Когда мужчины уехали, аул не опустел. Напротив, Кунсулу показалось, что жизнь стала плотнее, потому что вся работа, прежде распределённая между множеством рук, теперь обнаружила свою необходимость. Женщины доили, сбивали масло, чинили войлок, следили за ягнятами, сушили сыр, латали одежду, растапливали очаг, принимали приезжих и знали, сколько пищи можно отдать сегодня, чтобы через неделю дети не остались голодными. Култай решала, когда перегнать овец ближе к воде, кому из соседей одолжить верёвку, сколько кумыса оставить для возможных гостей и какую юрту первой укреплять перед бурей. Никто не называл это властью, потому что власть представляли иначе: в виде мужского совета, права говорить последним, владения стадом и памяти о предках по отцовской линии. Но пока мужчины были далеко, именно Култай определяла жизнь аула от рассвета до ночи. Её распоряжения касались не только пищи и работы. Она разбирала ссоры между детьми, решала, можно ли молодой женщине поехать к больной матери, отправляла соседке кусок мяса после тяжёлых родов, запрещала тревожить могилу, возле которой лисица вырыла землю, и выбирала, какую молитву прочитать над младенцем, плакавшим без видимой причины. Это не было матриархатом в смысле наследования или общественного правления; мужчины сохраняли род, имущество и голос во внешних делах. Однако внутри кочующего дома существовала женская юрисдикция, без которой мужская власть оставалась бы лишь именем, записанным в родословной.

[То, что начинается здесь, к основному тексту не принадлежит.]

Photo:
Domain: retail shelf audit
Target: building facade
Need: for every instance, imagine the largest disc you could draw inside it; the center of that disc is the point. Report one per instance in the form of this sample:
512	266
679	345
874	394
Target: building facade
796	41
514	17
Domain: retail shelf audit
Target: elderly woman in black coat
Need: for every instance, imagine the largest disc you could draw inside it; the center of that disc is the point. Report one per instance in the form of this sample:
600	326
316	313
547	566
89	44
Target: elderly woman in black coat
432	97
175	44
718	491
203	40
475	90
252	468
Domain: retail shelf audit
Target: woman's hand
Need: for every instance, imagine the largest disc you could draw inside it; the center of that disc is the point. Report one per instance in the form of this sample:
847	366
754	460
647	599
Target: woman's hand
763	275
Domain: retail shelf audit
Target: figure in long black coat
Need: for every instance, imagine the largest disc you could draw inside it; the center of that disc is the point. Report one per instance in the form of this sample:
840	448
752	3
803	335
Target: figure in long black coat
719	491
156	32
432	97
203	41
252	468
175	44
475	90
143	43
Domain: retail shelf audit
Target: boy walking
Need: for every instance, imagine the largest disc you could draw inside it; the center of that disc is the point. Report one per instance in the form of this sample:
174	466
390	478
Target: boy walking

Кунсулу училась не на наставлениях только, но и на ошибках, которые Култай позволяла ей совершить. Однажды она поставила чаши не на то место, и старший гость вынужден был ждать, пока их искали за перегородкой. Култай ничего не сказала при нём, подала кумыс, усадила приезжего на почётное место и разговаривала так спокойно, будто всё шло как положено. Лишь после его отъезда она спросила Кунсулу, чего стоит чаша. Та ответила, что почти ничего. Тогда Култай спросила, чего стоит задержка перед гостем. Кунсулу промолчала, и свекровь объяснила, что бедный дом может не иметь ковра и дорогой посуды, но он не должен показывать гостю растерянность. Гостеприимство было не щедростью богатого, а способом сохранить человеческий порядок там, где любой путник зависел от чужого огня. Сегодня ты делишься последней пищей, завтра твой сын окажется в буране возле незнакомого аула. Поэтому гость входил в дом не как проситель, а как человек, на время переданный хозяевам самой дорогой. Но именно из-за этого порог требовал осторожности: впустить означало принять ответственность и за того, кто пришёл, и за тех, кто уже находился внутри.

Первое серьёзное испытание пришло в конце лета, когда Култай уехала к роженице в соседний аул, а мужчины всё ещё не вернулись. В юрте остались Кунсулу, две девочки, старуха Карашаш, почти не встававшая с постели, и маленький сын старшей невестки. К вечеру поднялся ветер, небо стало жёлтым от пыли, овцы сбились возле загона, а собаки начали лаять на дорогу. Сквозь шум Кунсулу услышала голос. Кто-то звал хозяев, стоя снаружи, и несколько раз произнёс приветствие, но не пытался войти без разрешения. Кунсулу подошла к двери, не поднимая войлочной занавеси, и спросила, кто пришёл. Мужчина назвал своё имя и род, сказал, что едет с дочерью, у которой началась горячка, и просит огня до утра. Кунсулу не знала его и не могла проверить слова. Она вспомнила, как Култай говорила, что страх нельзя показывать гостю, но также помнила, что дом без мужчин особенно уязвим. Порог разделял не добро и зло, а две обязанности, каждая из которых могла привести к беде: нельзя было оставить ребёнка в буре, но нельзя было бездумно впустить незнакомца к женщинам и детям.